Calling all Texas history buffs. If you want to browse a collection of pretty much anything "Texas," the San Jacinto College libraries should be on your list.
The College's Texana collections were created in 1986 in honor of the state's sesquicentennial. Special collections featuring Texas-related books were authorized for the Central, North, and South Campus libraries. Over the years, the Central and North Texana collections have downsized due to library renovations, making the South Campus' Texana collection the College's most extensive. Materials range from Texas historical icons to 100-year-old phone books from Galveston and church cookbooks.

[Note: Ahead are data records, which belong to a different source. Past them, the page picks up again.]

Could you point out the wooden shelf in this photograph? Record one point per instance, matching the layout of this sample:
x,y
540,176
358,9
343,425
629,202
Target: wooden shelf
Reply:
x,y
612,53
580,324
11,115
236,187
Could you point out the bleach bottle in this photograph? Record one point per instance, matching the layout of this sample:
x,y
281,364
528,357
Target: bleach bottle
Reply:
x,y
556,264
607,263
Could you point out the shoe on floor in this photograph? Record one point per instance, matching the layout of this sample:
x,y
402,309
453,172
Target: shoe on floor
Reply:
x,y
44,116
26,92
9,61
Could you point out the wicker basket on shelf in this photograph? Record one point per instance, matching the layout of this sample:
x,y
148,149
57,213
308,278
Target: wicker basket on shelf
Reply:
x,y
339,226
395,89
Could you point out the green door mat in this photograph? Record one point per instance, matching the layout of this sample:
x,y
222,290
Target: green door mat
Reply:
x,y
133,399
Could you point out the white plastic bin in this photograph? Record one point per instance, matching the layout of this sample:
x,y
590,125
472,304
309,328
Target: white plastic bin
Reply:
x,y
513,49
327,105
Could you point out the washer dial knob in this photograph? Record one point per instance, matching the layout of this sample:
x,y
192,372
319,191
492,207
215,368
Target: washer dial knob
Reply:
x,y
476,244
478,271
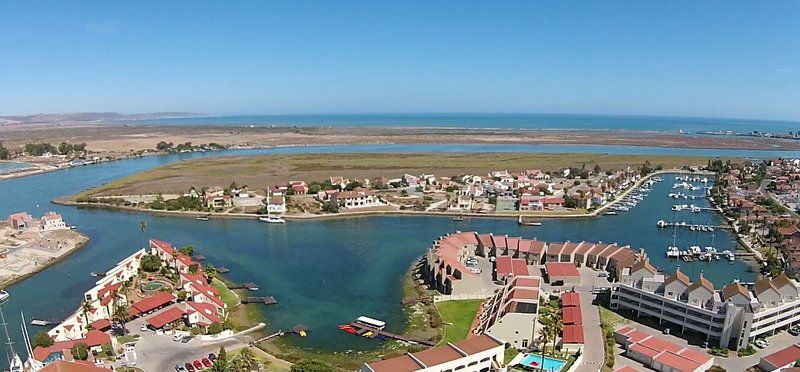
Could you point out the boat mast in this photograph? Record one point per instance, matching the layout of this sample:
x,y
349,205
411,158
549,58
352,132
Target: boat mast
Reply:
x,y
9,343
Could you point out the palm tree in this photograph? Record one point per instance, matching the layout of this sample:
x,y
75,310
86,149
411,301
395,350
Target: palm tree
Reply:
x,y
86,307
121,313
247,358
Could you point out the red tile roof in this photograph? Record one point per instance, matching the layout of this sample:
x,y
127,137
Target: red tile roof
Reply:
x,y
165,317
561,269
164,246
156,301
784,357
569,299
571,315
101,324
572,334
93,338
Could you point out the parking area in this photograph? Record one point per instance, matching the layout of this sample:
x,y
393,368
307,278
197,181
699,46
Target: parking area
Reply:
x,y
731,363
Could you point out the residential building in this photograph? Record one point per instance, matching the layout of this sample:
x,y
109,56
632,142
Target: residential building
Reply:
x,y
53,221
276,204
511,313
660,354
357,198
482,353
731,317
19,221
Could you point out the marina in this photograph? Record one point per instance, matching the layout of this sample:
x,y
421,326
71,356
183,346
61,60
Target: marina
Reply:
x,y
346,246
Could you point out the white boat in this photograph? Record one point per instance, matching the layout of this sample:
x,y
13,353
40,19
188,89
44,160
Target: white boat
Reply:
x,y
272,219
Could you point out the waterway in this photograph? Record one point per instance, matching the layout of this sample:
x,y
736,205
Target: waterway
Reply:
x,y
494,121
323,273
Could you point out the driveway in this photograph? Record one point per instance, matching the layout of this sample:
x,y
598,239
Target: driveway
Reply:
x,y
157,352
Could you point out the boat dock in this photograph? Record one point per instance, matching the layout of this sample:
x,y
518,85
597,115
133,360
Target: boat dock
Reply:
x,y
362,329
267,300
249,286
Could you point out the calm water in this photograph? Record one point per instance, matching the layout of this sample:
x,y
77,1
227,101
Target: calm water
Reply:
x,y
6,166
500,121
323,273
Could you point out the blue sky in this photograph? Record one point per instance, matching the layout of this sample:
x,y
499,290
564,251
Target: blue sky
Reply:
x,y
687,58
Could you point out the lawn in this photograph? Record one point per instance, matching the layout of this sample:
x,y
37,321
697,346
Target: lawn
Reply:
x,y
228,297
263,171
458,316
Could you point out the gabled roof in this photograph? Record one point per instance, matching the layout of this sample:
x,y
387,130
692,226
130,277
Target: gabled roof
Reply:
x,y
733,289
701,282
679,276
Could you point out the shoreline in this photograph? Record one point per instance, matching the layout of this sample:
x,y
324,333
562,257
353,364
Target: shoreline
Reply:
x,y
53,261
308,217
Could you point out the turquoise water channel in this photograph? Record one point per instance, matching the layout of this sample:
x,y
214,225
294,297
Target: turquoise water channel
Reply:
x,y
323,273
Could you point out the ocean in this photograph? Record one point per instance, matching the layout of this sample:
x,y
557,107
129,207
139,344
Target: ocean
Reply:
x,y
493,121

What remains of the Central Campus' collection is now circulating among its open stacks, meaning that those materials can be checked out, something unique to that collection.
"We chose to do this so that the College community could have easier access to the material and be able to check the material out," said Karen Blankenship, Central Campus library director.

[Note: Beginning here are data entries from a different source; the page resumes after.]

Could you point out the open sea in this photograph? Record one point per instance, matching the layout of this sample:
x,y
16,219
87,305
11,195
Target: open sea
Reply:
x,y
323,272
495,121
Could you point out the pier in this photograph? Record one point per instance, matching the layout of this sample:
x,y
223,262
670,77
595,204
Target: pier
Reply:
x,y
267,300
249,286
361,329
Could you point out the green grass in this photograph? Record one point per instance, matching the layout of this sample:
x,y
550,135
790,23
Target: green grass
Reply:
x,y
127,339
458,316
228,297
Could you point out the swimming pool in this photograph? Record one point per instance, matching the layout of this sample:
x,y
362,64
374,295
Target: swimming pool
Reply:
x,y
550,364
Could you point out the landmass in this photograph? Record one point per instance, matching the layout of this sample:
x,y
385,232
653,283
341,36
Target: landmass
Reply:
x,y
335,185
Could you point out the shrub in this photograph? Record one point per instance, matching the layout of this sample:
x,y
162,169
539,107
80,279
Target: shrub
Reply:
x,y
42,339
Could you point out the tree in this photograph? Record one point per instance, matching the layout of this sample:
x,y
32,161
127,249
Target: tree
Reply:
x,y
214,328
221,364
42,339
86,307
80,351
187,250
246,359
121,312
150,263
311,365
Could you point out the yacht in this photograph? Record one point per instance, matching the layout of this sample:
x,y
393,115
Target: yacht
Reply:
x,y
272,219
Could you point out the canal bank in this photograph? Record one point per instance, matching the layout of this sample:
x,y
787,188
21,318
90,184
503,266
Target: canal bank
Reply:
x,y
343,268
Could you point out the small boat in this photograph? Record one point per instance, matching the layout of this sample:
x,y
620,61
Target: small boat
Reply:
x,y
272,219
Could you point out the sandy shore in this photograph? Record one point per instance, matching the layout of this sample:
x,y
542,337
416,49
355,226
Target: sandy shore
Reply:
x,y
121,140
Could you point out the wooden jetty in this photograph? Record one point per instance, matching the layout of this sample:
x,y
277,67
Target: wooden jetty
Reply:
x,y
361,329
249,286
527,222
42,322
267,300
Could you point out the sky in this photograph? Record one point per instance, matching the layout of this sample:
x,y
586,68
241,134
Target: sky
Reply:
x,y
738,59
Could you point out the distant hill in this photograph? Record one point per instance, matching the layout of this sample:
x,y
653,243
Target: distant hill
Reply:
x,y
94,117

Lyn Garner, North Campus library director, adds that her favorite thing about the collection is seeing students stumble upon it and get lost in curiosity.

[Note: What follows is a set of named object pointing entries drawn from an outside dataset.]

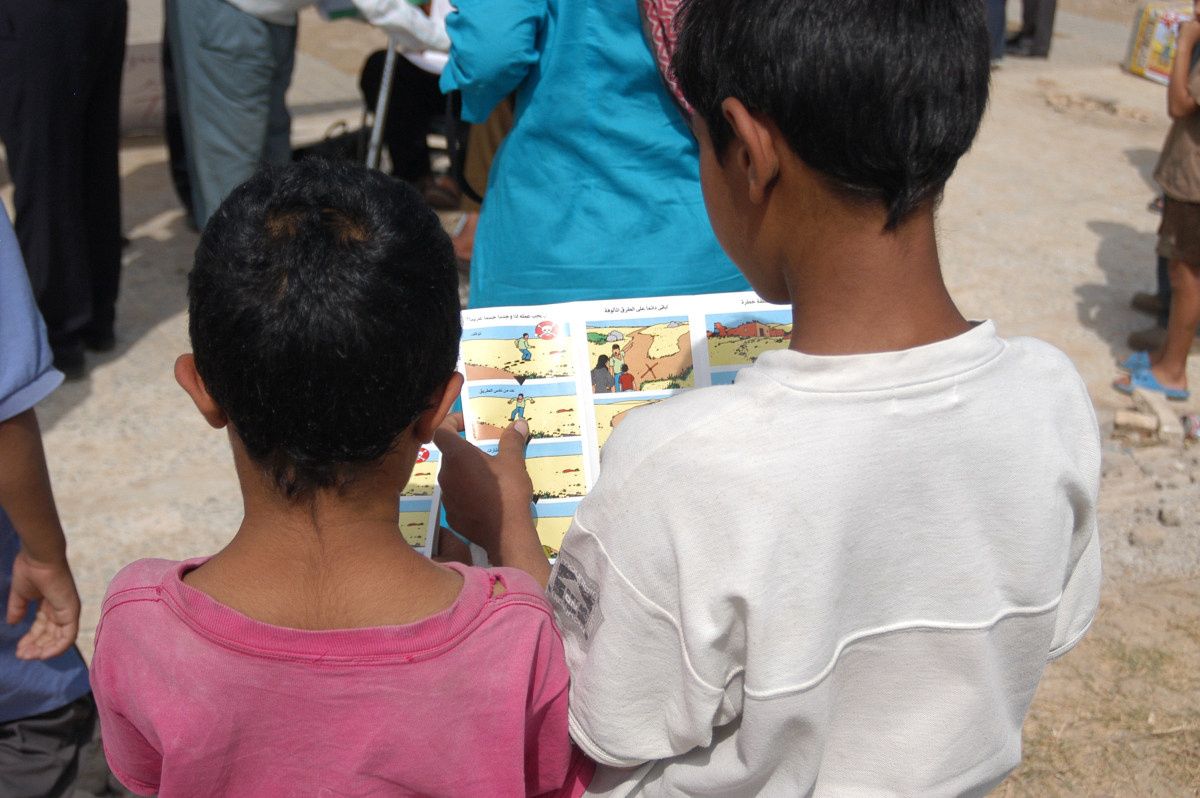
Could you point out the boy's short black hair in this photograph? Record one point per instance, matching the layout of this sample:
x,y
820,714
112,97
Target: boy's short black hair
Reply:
x,y
882,99
324,317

"Our Texana room is designed as a reading room, and we often come upon students who just wandered in and found something that piqued their interest," Garner said. "That always makes me happy."
Some of the most rare and unique items are housed in the South Campus' Texana collection. With more than 16,000 volumes, one of the rarest includes a copy of "Memoirs of Mary A. Maverick," published in 1921, with handwritten annotations by Rena Maverick Green, Mary Maverick's granddaughter, who was also editor of her memoirs. Maverick kept diaries of her experiences and observations of life on the Texas frontier and in mid-19th-century San Antonio. Today her memoirs are often cited in studies of Texas pioneer life.
"My long-term goal for the collection is to see it curated by a librarian with an interest in Texana and some experience handling rare or antiquarian books and magazines," said Richard McKay, South Campus library director.
Due to all of the state and institutional historic materials in the collection, McKay humorously added that some supernatural spectres may still be attached to some of the items.
"I'm trying to start a rumor that the room is haunted," he said. "Most larger schools have ghost legends about one of their buildings. Now it's our turn."